Rate limiting strategies

Fixed Window

This is the most memory efficient strategy to use as it maintains one counter per resource and rate limit. It does however have its drawbacks as it allows bursts within each window - thus allowing an ‘attacker’ to by-pass the limits. The effects of these bursts can be partially circumvented by enforcing multiple granularities of windows per resource.

For example, if you specify a 100/minute rate limit on a route, this strategy will allow 100 hits in the last second of one window and a 100 more in the first second of the next window. To ensure that such bursts are managed, you could add a second rate limit of 2/second on the same route.

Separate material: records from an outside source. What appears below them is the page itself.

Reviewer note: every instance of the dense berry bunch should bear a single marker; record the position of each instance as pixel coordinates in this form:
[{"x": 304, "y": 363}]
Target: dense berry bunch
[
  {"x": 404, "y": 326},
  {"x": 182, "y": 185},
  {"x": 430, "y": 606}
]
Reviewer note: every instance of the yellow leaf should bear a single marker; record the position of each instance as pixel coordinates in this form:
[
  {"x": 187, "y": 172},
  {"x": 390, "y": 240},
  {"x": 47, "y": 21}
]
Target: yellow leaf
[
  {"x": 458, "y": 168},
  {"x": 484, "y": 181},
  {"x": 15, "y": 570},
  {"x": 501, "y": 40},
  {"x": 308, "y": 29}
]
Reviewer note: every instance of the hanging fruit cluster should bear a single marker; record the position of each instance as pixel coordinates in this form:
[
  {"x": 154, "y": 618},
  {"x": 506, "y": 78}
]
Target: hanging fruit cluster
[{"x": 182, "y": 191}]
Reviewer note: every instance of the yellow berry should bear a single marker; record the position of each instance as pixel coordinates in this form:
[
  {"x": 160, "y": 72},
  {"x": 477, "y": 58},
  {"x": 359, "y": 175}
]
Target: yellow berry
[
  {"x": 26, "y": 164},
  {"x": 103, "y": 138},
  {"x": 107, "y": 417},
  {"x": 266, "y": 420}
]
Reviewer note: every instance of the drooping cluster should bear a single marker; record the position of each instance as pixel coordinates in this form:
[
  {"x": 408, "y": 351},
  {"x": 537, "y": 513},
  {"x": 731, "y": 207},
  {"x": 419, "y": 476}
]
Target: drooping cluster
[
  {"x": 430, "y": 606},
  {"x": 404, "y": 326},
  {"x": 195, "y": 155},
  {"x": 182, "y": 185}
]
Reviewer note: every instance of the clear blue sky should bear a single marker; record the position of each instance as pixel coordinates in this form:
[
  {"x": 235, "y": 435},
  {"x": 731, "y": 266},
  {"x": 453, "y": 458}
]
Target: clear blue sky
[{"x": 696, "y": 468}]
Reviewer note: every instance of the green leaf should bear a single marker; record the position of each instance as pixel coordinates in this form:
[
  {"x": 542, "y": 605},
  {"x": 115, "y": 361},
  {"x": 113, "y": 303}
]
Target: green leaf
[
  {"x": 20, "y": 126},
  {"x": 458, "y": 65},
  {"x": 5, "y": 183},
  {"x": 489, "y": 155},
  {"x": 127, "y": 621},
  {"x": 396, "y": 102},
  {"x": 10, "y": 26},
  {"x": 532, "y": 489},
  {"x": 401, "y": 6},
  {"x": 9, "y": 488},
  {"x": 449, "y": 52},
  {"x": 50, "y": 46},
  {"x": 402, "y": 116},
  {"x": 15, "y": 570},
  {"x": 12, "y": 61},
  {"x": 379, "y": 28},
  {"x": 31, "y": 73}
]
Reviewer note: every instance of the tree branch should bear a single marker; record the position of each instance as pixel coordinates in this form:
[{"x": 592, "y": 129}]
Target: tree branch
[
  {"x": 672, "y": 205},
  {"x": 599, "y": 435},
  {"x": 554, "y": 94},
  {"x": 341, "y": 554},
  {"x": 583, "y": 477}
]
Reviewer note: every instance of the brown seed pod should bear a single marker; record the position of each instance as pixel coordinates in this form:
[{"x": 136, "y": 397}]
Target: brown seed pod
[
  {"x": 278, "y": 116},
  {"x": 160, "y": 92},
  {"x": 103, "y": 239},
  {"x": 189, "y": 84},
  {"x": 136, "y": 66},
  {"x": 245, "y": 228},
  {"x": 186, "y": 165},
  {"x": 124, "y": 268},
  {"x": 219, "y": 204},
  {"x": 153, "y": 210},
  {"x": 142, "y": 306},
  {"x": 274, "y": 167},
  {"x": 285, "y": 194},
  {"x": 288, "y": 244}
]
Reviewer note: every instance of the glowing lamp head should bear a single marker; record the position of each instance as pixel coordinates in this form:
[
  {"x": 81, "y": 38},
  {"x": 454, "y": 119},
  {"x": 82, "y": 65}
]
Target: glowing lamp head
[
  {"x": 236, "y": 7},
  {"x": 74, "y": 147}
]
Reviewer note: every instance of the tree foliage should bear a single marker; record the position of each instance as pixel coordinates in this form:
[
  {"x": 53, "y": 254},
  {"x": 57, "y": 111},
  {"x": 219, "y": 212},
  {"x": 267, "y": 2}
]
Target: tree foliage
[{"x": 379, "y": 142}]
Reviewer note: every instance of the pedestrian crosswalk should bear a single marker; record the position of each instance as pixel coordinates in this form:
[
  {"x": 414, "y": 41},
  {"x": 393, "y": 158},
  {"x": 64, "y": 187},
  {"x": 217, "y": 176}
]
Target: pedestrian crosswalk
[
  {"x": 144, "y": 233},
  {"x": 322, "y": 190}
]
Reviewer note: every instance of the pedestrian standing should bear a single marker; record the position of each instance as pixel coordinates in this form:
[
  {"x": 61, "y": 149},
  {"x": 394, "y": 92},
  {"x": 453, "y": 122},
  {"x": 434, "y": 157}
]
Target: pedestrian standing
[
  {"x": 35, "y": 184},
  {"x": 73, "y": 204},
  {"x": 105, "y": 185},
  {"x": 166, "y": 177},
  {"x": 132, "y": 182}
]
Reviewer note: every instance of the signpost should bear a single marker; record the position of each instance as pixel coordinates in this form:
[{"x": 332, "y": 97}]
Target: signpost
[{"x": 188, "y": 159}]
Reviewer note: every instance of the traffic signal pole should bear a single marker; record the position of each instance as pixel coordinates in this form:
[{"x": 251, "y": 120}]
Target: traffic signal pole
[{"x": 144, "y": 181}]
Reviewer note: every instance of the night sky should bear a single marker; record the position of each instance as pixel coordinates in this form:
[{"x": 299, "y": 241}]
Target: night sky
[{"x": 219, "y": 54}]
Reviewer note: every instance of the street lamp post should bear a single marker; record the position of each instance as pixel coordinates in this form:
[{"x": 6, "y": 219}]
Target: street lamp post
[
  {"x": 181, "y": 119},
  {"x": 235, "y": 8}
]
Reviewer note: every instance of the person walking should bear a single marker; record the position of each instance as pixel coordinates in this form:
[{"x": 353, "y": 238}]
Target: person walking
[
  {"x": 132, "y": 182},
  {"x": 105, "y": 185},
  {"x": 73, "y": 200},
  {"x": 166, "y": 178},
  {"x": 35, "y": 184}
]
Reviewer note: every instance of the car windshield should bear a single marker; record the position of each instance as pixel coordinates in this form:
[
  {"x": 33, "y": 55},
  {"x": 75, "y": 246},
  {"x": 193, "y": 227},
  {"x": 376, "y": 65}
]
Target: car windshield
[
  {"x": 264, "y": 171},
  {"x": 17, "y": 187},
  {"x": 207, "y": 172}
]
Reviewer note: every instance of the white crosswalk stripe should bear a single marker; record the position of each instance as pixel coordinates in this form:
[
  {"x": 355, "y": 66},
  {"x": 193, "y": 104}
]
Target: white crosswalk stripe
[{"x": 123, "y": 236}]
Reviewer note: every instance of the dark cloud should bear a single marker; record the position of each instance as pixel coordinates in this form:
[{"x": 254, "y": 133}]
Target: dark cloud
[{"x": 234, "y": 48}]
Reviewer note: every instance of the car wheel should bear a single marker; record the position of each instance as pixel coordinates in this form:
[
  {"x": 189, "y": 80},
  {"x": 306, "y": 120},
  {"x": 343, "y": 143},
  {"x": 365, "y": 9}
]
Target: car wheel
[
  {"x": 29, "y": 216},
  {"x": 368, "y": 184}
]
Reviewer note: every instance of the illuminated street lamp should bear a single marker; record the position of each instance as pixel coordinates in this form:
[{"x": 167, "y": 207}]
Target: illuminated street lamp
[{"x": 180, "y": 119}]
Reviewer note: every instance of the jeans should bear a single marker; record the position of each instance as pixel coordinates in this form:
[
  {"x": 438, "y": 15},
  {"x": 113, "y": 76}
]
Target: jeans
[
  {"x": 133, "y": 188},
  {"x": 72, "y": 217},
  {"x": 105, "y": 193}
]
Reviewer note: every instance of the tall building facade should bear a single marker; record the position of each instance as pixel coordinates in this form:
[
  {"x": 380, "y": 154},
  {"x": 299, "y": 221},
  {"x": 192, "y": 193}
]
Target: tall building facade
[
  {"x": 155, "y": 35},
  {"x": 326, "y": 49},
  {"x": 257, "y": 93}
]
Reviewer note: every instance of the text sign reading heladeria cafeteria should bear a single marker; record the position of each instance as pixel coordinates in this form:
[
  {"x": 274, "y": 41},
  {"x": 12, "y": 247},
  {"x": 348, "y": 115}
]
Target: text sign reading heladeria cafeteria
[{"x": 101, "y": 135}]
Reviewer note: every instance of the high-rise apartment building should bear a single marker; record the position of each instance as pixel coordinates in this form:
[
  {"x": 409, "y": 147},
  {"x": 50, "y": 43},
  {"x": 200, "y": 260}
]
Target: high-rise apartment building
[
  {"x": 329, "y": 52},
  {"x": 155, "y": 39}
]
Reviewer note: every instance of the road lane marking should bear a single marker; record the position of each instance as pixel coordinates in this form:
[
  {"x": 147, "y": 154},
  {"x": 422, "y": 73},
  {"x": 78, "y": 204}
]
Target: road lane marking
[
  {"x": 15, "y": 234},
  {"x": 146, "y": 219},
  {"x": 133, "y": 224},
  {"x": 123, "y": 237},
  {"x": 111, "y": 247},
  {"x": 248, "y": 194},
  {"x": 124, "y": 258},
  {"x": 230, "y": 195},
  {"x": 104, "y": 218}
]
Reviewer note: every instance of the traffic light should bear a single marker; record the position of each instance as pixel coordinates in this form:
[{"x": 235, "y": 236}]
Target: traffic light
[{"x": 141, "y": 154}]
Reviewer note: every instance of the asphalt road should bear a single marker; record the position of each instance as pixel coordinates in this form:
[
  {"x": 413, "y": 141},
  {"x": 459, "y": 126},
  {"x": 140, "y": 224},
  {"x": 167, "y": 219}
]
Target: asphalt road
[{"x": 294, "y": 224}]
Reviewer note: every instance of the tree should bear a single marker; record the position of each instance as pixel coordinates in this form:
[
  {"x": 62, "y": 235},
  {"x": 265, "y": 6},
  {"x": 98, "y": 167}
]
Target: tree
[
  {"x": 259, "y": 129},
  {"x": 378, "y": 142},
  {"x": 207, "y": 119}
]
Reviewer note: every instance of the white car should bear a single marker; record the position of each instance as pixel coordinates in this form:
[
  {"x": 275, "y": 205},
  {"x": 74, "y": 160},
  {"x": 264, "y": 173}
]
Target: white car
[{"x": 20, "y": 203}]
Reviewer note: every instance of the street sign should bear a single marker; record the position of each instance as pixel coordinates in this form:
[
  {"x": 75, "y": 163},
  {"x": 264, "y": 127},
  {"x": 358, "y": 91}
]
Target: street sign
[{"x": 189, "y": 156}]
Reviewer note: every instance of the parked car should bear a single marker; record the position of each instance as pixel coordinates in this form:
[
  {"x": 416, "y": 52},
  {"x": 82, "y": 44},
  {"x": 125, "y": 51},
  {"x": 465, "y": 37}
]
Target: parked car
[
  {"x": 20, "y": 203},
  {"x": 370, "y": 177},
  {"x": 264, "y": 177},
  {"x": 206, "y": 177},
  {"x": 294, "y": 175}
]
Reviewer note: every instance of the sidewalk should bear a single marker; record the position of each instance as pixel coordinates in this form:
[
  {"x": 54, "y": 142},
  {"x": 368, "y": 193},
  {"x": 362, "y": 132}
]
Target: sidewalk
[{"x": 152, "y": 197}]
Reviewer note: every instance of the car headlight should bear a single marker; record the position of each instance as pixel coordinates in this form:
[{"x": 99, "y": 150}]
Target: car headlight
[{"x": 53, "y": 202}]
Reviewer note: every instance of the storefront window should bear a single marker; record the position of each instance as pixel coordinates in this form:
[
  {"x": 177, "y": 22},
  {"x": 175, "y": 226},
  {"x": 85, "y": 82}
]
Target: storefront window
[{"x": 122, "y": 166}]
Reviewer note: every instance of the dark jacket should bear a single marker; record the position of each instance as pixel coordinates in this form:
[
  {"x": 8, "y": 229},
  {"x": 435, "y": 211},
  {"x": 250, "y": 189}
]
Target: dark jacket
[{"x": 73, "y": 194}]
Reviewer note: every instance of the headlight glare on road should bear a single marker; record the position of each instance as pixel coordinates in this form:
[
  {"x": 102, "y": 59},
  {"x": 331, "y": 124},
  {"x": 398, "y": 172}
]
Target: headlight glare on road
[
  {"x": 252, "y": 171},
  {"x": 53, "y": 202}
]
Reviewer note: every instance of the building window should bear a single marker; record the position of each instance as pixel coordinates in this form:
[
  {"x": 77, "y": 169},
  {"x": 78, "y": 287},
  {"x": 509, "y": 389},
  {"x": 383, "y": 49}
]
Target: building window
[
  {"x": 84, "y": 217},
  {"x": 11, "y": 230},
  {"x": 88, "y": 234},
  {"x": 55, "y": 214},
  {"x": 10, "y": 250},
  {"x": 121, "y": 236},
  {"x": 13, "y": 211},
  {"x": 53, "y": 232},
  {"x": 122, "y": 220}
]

Fixed Window with Elastic Expiry

This strategy works almost identically to the Fixed Window strategy with the exception that each hit results in the extension of the window. This strategy works well for creating large penalties for breaching a rate limit.

For example, if you specify a 100/minute rate limit on a route and it is being attacked at the rate of 5 hits per second for 2 minutes - the attacker will be locked out of the resource for an extra 60 seconds after the last hit. This strategy helps circumvent bursts.

Moving Window


The moving window strategy is only implemented for the redis and in-memory storage backends. The strategy requires using a list with fast random access which is not very convenient to implement with a memcached storage.

This strategy is the most effective for preventing bursts from by-passing the rate limit as the window for each limit is not fixed at the start and end of each time unit (i.e. N/second for a moving window means N in the last 1000 milliseconds). There is however a higher memory cost associated with this strategy as it requires N items to be maintained in memory per resource and rate limit.